To solve this problem, federal governments should create more explicit, clearly-defined laws that criminalize modern Internet attacks. To the federal government’s credit, they have tried to pass federal versions of state-like cyber crime laws before, and failed. Nonetheless, it’s time they tried again. The first step should be ensuring that we are properly criminalizing the actors behind these cyber attacks.
That brings us back to Schneier’s recommendation for governments to regulate IoT security. Since most consumers don’t care (or know) enough about IoT security to demand it (by voting with their wallet), and vendors don’t see any revenue or profit motivation to create secure products, we remain at an impasse. We need a third voice—the government—to force the issue and impose security requirements on Internet-connected devices.
The automotive industry in the United States is a good example of the need for this type of regulation and how it might work. Before the 1950s, most cars did not have seatbelts, let alone airbags or other regulated safety gear. The early automotive market was similar to today’s IoT market, with demand, growth and innovation overriding consumers’ initial demands for specific safety requirements. But as accidents increased, national organizations started compiling accident statistics, and university researchers began crash testing. The safety issues eventually turned into public demand and persuaded the U.S. government to write laws about automotive safety and create an auto safety regulatory body. Now you don’t even have to think about safety when buying a car, since you know regulation requires all cars to ship with safety equipment.
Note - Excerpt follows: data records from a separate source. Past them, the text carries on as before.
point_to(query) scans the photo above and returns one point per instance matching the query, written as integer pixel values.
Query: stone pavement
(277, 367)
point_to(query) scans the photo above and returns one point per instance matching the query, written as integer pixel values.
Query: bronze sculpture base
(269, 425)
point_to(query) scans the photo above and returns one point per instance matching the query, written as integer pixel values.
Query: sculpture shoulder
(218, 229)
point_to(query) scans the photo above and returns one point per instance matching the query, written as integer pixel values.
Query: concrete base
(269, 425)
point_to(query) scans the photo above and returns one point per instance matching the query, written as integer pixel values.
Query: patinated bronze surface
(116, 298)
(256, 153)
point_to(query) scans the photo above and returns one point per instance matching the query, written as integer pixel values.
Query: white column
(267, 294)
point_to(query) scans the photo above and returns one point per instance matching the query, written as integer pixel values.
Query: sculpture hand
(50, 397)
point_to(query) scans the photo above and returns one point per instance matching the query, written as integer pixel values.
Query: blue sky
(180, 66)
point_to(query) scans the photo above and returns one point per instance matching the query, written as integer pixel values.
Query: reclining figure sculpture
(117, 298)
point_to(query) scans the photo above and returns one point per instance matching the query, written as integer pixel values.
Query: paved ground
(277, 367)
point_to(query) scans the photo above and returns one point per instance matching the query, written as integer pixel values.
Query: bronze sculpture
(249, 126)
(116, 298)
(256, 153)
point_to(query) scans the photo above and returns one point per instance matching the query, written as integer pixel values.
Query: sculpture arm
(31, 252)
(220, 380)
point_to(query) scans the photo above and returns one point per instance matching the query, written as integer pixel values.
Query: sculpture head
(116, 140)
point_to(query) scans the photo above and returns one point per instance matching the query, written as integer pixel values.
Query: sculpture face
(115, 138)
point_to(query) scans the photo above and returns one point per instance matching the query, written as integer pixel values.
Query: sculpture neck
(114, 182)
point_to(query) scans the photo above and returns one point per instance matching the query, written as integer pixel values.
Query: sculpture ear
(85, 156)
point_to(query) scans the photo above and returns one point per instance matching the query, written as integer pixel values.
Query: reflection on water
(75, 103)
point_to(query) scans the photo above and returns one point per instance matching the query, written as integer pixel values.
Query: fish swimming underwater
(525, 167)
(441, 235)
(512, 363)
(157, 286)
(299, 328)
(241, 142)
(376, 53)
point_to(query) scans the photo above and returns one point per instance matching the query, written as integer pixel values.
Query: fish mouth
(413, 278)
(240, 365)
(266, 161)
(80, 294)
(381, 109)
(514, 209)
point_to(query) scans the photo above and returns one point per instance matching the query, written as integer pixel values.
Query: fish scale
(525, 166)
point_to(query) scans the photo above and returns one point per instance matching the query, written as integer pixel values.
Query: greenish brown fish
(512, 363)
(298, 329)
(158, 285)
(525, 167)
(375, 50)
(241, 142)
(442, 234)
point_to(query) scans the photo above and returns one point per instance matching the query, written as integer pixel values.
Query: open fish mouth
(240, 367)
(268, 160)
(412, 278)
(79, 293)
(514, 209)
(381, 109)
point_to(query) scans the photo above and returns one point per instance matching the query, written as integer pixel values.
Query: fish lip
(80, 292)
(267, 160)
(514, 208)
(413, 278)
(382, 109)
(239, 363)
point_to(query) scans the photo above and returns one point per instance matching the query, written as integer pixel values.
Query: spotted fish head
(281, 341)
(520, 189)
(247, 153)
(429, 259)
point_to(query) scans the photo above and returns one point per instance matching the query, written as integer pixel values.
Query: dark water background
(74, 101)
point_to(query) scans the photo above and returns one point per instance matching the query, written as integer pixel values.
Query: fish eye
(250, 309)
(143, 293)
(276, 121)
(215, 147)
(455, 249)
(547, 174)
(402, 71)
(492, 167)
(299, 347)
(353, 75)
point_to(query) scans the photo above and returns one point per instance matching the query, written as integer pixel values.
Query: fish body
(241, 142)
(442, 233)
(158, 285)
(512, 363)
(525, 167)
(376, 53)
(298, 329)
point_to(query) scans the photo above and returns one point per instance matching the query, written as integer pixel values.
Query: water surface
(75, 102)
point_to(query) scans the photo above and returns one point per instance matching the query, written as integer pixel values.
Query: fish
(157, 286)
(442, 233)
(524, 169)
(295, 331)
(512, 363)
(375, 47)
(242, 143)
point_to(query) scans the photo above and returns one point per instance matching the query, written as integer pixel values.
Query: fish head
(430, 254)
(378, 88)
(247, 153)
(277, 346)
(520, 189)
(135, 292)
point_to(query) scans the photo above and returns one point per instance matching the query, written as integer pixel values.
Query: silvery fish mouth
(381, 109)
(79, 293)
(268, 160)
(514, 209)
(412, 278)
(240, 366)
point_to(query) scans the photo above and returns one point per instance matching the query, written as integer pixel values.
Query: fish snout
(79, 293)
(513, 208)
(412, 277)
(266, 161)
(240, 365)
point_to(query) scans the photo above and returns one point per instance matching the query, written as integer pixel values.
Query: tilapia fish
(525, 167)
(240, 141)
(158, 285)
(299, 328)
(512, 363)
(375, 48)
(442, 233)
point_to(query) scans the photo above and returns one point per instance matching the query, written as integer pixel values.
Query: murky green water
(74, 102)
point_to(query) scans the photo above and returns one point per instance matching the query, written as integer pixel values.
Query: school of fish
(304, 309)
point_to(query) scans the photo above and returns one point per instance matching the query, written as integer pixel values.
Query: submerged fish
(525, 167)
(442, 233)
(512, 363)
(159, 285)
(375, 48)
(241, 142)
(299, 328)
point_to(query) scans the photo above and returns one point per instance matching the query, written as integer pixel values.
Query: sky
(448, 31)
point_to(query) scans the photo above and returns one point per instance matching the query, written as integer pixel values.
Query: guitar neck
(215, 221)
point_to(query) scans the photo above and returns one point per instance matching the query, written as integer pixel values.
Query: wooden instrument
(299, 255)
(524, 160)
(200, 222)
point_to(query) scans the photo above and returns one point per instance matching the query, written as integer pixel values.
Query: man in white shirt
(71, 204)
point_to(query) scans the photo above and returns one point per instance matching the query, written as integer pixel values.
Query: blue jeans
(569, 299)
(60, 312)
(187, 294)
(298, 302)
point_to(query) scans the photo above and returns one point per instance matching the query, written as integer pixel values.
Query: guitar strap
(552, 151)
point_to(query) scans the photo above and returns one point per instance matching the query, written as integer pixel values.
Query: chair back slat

This same concept could help secure IoT devices. However, this regulation body would need to consist of both security experts and vendors from the industry to be successful. The regulatory body would need enough security expertise to propose minimum standards (such as encrypted management channels, no hard-coded passwords, and default password requirements) that significantly reduce threats, while still allowing vendors to weigh in and make sure the minimum requirements don’t impose undue hardships or halt innovation.
So, where does the buck stop for cyber attacks? No matter what happens, when it comes to protecting our connection to the Internet, the buck ultimately stops with us. Governments should not be our Internet custodians because it’s too easy for them to slip into overprotection and limit our freedoms.
However, when it comes to protecting citizens from criminals and negligent companies, the buck stops with the government. Remember that the criminal attacker is the true enemy, not product vendors. Governments should start by concentrating on writing clear, focused laws that criminalize specific computer attacks, and they should do so at a federal level to avoid state-level confusion. Once we have these clearer cyber crime laws, governments can consider technological regulations. We should only regulate technologies that have proven not to regulate themselves, and we should involve experts and stakeholders in the process to ensure that we make the correct compromises.